Currently, Eastern Michigan describes its contractual proposal on shared governance as follows: “The university is committed to the tenets of shared governance. In addition to the language in the expired contract, the university has proposed that the Faculty Senate and the university reassess their committees including members’ terms of service, expertise required of the committee members, and areas in academic and student affairs in which the committee is expected to provide faculty input. This process may also identify revising, merging or eliminating existing committees and creating new committees. This is intended to strengthen understanding and communication between the parties in the furtherance of a shared sense of commitment to finding solutions that will best enable us to advance together the mission of the University and the students served.”
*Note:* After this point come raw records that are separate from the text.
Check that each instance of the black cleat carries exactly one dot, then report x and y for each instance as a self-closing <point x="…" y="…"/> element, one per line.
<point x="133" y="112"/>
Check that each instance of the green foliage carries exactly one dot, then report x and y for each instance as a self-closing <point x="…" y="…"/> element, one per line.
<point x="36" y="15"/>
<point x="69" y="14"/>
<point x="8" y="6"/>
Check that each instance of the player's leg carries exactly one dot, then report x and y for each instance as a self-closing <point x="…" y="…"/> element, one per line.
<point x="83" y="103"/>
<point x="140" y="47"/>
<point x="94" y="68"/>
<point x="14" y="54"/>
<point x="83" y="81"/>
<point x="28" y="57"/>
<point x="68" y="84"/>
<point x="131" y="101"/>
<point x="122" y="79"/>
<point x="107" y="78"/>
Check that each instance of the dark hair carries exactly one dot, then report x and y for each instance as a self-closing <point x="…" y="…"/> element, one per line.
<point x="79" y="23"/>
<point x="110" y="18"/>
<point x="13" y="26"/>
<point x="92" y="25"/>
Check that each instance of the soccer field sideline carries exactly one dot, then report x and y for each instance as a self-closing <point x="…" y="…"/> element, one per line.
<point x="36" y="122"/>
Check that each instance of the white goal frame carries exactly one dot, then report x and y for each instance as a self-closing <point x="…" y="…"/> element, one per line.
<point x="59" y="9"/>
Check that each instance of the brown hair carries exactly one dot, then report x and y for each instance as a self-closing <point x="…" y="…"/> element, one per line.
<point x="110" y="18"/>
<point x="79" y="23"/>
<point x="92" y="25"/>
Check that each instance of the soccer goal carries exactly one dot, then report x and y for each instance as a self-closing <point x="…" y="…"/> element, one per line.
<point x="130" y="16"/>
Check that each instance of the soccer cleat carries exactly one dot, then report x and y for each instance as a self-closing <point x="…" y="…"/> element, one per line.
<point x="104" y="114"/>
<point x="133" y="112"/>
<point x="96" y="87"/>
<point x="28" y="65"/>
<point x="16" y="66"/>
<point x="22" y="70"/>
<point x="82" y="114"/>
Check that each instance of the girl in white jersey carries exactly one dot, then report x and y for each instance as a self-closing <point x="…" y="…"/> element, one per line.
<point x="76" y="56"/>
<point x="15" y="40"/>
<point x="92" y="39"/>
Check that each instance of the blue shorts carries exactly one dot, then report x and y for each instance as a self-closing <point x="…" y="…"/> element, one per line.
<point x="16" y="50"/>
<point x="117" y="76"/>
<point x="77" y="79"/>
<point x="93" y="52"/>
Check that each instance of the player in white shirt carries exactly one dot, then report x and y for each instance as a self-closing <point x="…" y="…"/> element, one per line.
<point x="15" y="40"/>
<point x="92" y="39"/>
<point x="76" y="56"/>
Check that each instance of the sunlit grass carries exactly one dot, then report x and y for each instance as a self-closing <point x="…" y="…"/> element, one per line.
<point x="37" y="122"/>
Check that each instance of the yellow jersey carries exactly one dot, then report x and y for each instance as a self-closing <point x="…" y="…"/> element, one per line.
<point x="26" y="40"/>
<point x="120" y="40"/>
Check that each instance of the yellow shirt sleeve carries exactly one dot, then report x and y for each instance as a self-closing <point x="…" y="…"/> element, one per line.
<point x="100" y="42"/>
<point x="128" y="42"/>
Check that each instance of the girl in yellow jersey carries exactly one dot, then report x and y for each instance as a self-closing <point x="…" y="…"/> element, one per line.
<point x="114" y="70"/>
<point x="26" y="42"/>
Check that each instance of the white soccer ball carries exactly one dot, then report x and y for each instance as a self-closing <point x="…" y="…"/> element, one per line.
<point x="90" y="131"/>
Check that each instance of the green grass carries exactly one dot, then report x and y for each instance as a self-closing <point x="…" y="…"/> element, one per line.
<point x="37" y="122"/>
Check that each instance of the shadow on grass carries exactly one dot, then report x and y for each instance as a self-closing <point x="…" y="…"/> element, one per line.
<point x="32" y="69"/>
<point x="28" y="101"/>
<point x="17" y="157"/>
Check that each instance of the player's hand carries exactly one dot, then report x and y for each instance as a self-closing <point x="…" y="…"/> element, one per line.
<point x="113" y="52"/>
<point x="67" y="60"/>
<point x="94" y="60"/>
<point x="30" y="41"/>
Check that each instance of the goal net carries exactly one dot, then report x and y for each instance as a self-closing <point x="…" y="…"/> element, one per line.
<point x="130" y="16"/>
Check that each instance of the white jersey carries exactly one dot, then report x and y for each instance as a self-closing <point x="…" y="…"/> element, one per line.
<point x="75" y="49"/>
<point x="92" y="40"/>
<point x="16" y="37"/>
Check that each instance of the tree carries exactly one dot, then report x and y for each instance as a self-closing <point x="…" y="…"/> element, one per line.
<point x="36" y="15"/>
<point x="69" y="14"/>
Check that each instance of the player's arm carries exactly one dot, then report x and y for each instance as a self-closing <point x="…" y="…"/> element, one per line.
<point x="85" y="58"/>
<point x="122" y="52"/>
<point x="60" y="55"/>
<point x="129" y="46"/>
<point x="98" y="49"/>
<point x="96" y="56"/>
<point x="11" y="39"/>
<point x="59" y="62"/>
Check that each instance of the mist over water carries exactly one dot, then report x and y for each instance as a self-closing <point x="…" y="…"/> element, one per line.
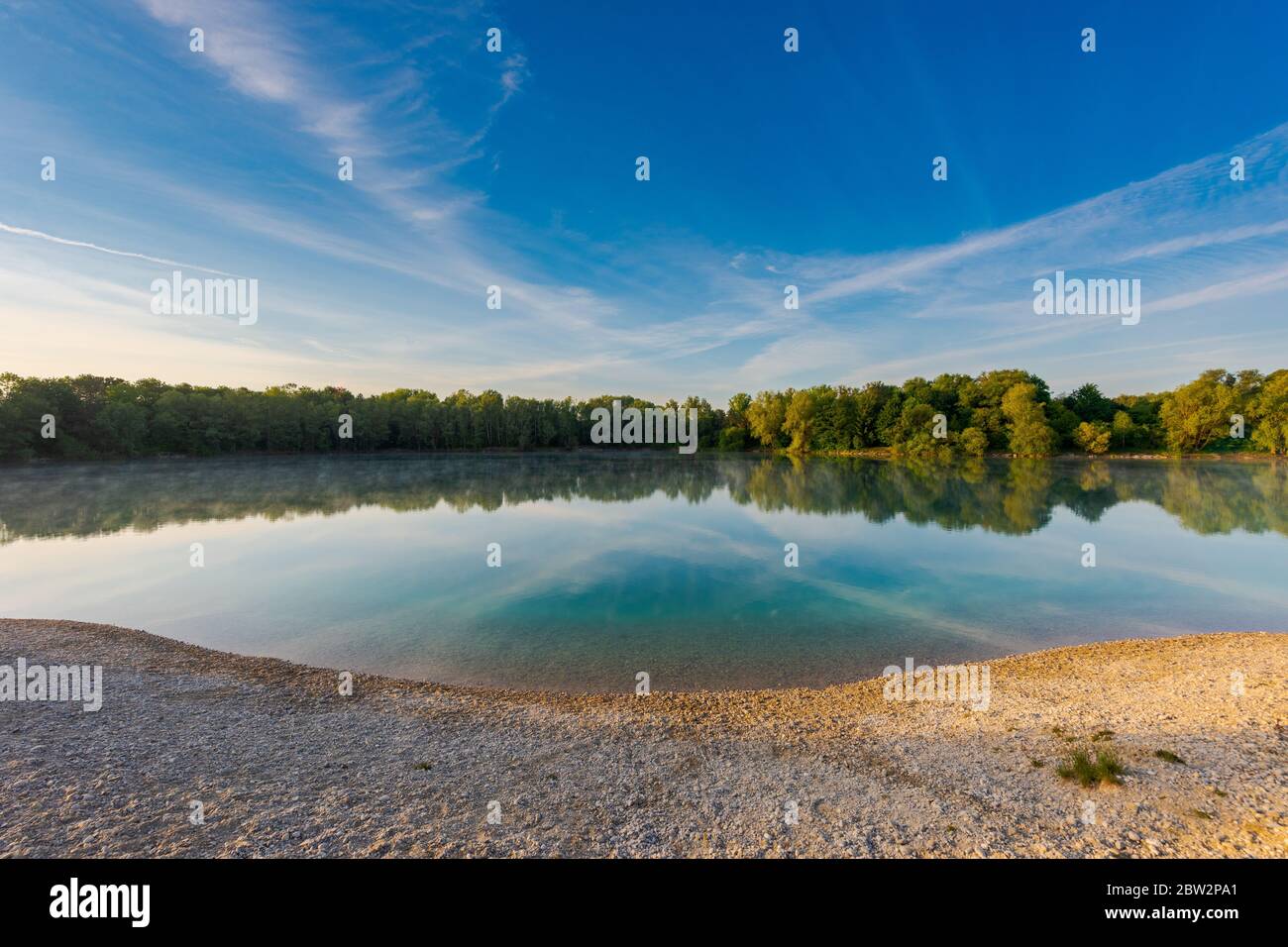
<point x="616" y="562"/>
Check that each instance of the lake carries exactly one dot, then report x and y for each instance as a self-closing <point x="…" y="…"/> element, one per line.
<point x="616" y="562"/>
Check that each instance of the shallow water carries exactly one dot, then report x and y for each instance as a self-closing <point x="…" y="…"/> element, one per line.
<point x="616" y="564"/>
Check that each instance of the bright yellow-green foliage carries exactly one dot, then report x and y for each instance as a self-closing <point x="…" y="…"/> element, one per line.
<point x="1008" y="410"/>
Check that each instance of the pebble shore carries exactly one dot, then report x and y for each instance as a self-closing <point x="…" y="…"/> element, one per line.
<point x="282" y="764"/>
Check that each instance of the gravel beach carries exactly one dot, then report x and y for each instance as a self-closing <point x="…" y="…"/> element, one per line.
<point x="283" y="764"/>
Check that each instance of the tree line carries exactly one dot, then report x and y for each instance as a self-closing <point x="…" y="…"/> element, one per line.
<point x="1010" y="411"/>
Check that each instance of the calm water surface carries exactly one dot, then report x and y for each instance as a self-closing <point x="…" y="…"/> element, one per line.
<point x="618" y="562"/>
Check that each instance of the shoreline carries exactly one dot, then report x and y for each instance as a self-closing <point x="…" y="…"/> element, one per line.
<point x="284" y="766"/>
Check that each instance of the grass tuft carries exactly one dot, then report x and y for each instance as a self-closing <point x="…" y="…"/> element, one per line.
<point x="1106" y="768"/>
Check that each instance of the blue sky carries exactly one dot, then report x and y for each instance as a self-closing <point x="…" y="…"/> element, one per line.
<point x="516" y="169"/>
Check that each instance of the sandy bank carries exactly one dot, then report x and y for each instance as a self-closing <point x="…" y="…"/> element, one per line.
<point x="284" y="766"/>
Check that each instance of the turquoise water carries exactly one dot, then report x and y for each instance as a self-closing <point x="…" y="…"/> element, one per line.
<point x="616" y="564"/>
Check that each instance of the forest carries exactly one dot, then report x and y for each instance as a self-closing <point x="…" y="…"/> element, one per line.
<point x="1005" y="411"/>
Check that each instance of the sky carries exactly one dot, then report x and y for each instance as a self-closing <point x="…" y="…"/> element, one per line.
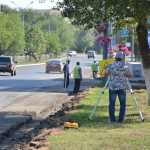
<point x="33" y="4"/>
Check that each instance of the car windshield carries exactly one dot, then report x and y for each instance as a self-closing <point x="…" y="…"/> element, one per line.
<point x="4" y="59"/>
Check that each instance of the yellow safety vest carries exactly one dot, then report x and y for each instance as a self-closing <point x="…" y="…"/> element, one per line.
<point x="76" y="73"/>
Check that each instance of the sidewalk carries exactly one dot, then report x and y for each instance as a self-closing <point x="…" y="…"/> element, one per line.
<point x="35" y="105"/>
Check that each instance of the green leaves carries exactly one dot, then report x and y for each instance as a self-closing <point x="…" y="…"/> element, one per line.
<point x="11" y="34"/>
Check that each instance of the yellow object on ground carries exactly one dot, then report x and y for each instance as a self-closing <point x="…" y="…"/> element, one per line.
<point x="103" y="64"/>
<point x="71" y="125"/>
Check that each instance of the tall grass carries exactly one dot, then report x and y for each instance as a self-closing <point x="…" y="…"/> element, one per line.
<point x="98" y="134"/>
Eastern Michigan’s Faculty Senate voted no confidence last year in President James Smith; Leigh Greden, his chief of staff; and Mike Valdes, chief financial officer. In so doing, faculty members said that Smith had not practiced shared governance or transparency, especially in regard to financial decisions and public-private partnerships.

Following the vote, the Senate sent a letter to Smith and the university’s Board of Regents asking that they transform the strategic plan into a living document that guides operations and financial decisions, adopt the recommendation of the President’s Commission on Diversity and Inclusion, recommit to shared governance, and generally act in the public good.

Marilyn Corsianos, Senate president and professor of sociology and criminology, said that what the faculty wants now is “very simple—we want a fair and equitable contract for our faculty.”

While the administration is offering something of a pay increase, she said, inflation and the increase to health-care costs “ultimately will mean a loss of thousands of dollars” for professors.

Beyond compensation and outstanding concerns about pay equity among professors, Corsianos said, “Faculty also want to see a model of shared governance put into action that will ensure accountability on the part of the administration and force them to seek meaningful input from faculty on major decisions that affect our students, faculty and campus community. Too often, we learn about major decisions after the fact.”